According to the March 2018 Eurobarometer[2], the European citizens have high expectations from the EU as far as ensuring the peace and security of the continent, 68% of them hoping for the Union to do more in the field of defence. These results confirm those of the 2017 security and defence Eurobarometer[3]; it shows that 75% of the EU citizens are in favour of the European security and defence policy, while 55% even support the idea of an European military capability (so called European Army). The above mentioned results made the European political leaders understand that the citizens of Europe want more from the European Union regarding a common defence against the security threats to the member states.

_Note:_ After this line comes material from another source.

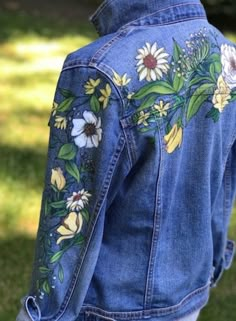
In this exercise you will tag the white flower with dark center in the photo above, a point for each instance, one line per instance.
(152, 62)
(228, 60)
(87, 131)
(78, 200)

Moreover, leaders - such as the French President Emmanuel Macron - driven by political interests more or less objective, have launched ideas such as a joint European military project[4]. Germany, another important European player in the field of security and defence declared, through the voice of chancellor Angela Merkel (European Parliament, November 2018), that “we have to work based on the vision of a proper European Army being established one day”. These ideas have been embraced by the European Commission, as shown by the State of the Union Address delivered by President Jean-Claude Junker in September 2017[5]: “By 2025 we need a fully-fledged European Defence Union. We need it. And NATO wants it.”
Picture no. 1 – The EU citizen’s opinion on the increase of the Union’s role in the fields of security and defence[6]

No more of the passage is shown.